De samenstelling van het medicijn

Het hulpmiddel wordt geproduceerd in de vorm van een wit poeder dat een therapeutische stof bevat - ceftriaxon-natrium. Het poeder wordt gebruikt om een ​​medicinale oplossing te verkrijgen die wordt gebruikt voor intraveneuze druppel- en straalinfusies of injecties in de spier.

Medicijnen komen naar apotheken in transparante, hermetisch afgesloten glazen injectieflacons met 500, 1000 mg actief ingrediënt.

Farmacologische eigenschappen en indicaties voor gebruik

Geneeskrachtige eigenschappen

Ceftriaxon heeft een krachtig antimicrobieel effect - vernietigt schadelijke micro-organismen en vernietigt hun celwand. Het medicijn is in staat om vele verschillende soorten bacteriën te onderdrukken, waaronder aërobe en anaerobe vormen, grampositieve en gramnegatieve soorten.

De therapeutische substantie wordt actief gedistribueerd met bloed, gemakkelijk in alle organen terechtkunnen, inclusief hersen- en botweefsel, en vloeistoffen, waaronder intra-articulaire, spinale en pleurale. Ongeveer 4% van de hoeveelheid van een therapeutische stof in het bloedplasma wordt in moedermelk gevonden.

De biologische beschikbaarheid, dat wil zeggen de hoeveelheid ceftriaxon-natrium die de afwijkende focus bereikt, is bijna 100%.

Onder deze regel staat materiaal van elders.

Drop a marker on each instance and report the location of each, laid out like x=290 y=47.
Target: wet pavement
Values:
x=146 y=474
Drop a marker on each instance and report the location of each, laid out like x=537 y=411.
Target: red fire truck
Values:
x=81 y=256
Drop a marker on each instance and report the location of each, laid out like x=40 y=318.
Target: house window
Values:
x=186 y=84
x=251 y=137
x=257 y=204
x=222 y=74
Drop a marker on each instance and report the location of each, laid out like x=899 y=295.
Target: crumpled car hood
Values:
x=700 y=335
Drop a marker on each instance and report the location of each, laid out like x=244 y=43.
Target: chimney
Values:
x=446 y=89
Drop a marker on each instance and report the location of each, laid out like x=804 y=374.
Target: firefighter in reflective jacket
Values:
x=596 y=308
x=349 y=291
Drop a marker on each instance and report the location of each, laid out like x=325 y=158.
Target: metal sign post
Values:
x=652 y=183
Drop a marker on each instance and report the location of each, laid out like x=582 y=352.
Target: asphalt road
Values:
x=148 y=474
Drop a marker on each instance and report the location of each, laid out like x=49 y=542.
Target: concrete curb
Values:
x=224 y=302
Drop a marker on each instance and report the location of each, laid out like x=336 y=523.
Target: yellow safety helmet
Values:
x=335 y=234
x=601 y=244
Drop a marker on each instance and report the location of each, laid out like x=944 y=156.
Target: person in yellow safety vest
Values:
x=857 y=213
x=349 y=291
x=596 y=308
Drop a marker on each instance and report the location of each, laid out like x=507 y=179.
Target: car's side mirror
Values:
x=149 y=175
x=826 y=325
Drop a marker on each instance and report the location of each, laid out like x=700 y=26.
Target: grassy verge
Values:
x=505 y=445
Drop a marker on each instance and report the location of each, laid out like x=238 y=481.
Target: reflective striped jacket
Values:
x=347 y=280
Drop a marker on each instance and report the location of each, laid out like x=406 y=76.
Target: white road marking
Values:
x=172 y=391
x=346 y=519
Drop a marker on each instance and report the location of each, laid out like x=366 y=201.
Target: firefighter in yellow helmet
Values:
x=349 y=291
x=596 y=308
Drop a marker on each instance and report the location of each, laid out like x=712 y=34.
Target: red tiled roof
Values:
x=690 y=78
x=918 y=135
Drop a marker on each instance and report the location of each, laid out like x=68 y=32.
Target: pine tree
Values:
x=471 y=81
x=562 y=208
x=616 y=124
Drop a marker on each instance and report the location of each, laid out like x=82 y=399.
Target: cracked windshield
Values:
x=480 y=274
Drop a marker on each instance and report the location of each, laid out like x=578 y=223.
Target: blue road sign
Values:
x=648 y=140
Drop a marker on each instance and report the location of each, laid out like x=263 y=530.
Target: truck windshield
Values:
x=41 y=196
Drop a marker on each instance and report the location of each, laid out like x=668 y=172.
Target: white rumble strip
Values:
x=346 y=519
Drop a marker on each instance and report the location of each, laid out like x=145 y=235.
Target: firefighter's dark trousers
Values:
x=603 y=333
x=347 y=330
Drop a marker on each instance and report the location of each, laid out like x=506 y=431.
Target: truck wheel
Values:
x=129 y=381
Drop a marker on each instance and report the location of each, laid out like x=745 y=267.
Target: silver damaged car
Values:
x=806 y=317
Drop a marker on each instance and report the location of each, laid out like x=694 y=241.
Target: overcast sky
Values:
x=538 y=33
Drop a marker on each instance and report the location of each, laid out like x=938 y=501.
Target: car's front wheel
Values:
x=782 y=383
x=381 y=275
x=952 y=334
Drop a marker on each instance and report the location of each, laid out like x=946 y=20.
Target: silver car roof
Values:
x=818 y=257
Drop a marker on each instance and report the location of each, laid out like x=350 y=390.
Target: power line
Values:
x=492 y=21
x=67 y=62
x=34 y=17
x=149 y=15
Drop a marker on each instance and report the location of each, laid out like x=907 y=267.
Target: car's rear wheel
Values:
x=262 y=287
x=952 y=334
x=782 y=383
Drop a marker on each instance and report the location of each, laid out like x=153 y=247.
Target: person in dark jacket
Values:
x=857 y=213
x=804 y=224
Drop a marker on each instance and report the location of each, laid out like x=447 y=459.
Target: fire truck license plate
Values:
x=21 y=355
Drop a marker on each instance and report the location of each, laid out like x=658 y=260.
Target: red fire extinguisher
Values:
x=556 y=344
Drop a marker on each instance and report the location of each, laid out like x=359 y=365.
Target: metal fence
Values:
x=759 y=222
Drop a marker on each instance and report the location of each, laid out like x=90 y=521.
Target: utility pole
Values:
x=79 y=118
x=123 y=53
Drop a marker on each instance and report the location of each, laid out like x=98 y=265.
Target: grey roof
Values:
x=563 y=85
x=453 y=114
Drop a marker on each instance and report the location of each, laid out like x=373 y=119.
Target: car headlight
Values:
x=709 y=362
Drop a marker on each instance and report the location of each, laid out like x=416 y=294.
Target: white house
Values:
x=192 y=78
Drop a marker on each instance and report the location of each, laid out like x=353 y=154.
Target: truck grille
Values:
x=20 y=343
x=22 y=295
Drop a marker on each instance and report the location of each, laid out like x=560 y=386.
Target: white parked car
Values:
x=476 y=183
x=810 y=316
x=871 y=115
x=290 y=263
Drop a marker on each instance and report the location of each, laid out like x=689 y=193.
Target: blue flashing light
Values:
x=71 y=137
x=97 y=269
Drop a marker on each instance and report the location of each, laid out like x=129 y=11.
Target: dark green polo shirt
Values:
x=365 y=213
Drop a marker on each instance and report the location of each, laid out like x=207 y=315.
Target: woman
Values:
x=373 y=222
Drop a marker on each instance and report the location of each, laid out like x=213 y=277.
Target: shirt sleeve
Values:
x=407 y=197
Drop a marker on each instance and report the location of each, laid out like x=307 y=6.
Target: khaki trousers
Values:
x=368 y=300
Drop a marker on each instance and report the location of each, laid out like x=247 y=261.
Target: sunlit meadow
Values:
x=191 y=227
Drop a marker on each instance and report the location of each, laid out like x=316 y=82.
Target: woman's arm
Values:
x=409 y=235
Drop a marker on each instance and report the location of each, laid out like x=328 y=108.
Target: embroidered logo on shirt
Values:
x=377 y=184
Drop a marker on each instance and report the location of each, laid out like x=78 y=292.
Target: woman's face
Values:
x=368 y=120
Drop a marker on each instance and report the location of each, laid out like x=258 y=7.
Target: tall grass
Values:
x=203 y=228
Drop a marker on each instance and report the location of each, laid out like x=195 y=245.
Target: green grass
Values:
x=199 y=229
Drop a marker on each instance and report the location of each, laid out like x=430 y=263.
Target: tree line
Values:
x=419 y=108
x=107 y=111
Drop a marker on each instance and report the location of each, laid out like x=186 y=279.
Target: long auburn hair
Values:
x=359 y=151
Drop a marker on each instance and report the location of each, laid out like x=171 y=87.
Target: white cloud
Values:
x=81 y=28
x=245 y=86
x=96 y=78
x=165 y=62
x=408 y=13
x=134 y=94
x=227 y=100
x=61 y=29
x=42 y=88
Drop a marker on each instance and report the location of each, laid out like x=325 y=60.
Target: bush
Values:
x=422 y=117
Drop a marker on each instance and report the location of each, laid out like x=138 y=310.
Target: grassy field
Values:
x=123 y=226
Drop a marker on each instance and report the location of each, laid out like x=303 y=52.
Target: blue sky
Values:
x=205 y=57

De maximale concentratie in het bloed wordt genoteerd 90 tot 120 minuten na de intramusculaire injectie en na intraveneuze infusie aan het einde van de procedure.

De therapeutische substantie kan lange tijd in het lichaam aanwezig zijn en behoudt zijn antimicrobiële werking gedurende 24 uur of langer.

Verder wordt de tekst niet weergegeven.